Results: In the experimental model of migraine, key enzymes involved in glycolysis such as phosphofructokinase platelet (PFKP), hexokinase (HK2), hypoxia inducible factor-1α (HIF-1α), lactate dehydrogenase (LDH) and pyruvate kinase (PKM2) were expressed in the medullary dorsal horn. While the expression of electronic respiratory transport chain complex IV (COXIV) decreased. There were no significant changes in glucose 6-phosphate dehydrogenase (G6PD), a key enzyme in the pentose phosphate pathway. The glycolysis inhibitor 2-DG alleviated migraine-like symptoms in an experimental model of migraine, reduced the release of proinflammatory cytokines caused by microglia activation, and decreased the expression of CGRP and c-Fos. Further experiments in vitro demonstrated that glycolysis inhibition can reduce the release of Iba-1/proBDNF/BDNF and inhibit the activation of microglia.

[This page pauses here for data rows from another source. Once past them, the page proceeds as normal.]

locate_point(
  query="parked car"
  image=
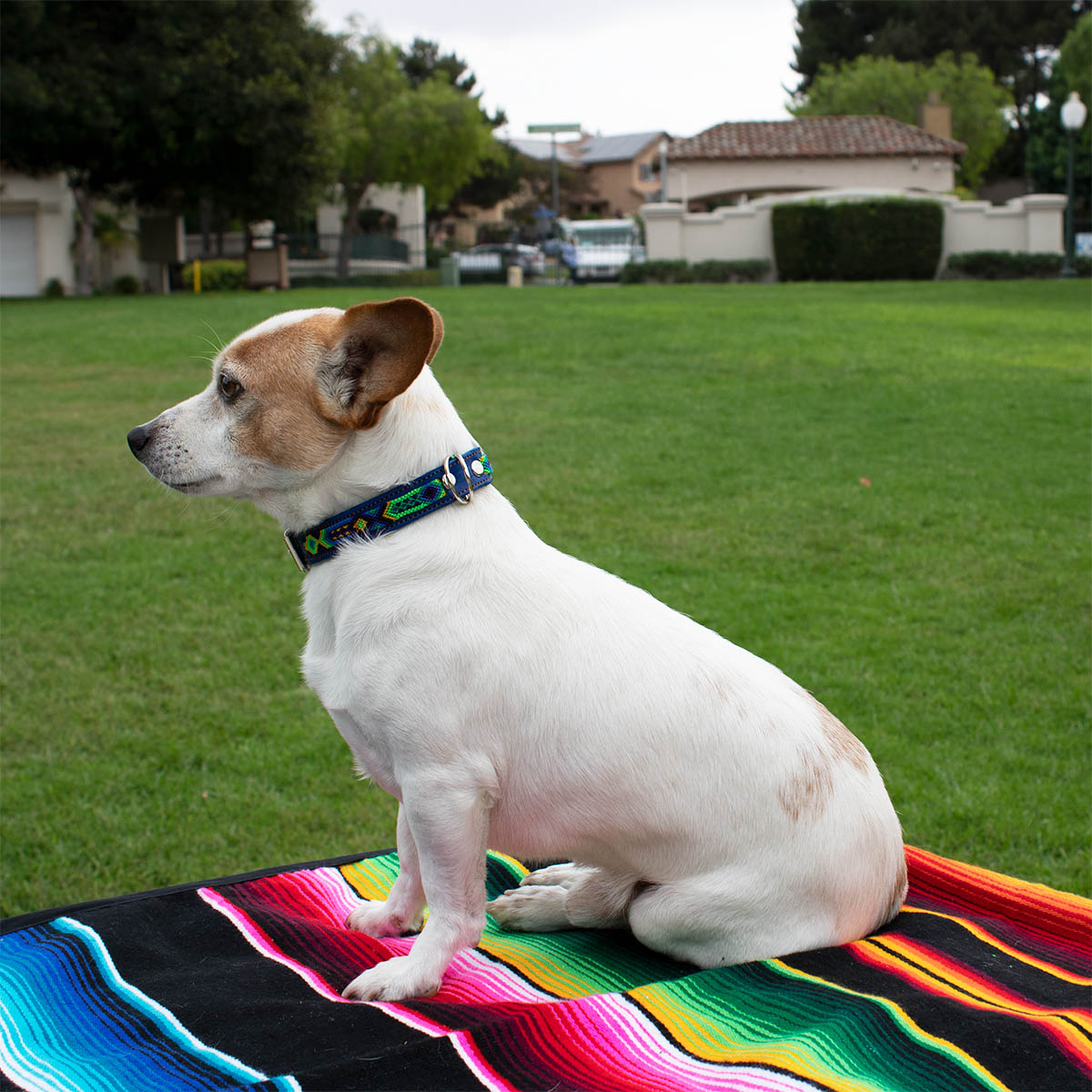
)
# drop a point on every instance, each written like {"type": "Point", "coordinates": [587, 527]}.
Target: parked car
{"type": "Point", "coordinates": [602, 246]}
{"type": "Point", "coordinates": [531, 259]}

Conclusion: The migraine rat model showed enhanced glycolysis. This study suggests that glycolytic inhibitor 2-DG is an effective strategy for alleviating migraine-like symptoms. Glycolysis inhibition may be a new target for migraine treatment.

Keywords: 2-Deoxy-D-glucose; energy metabolism; glycolysis; inflammation; migraine.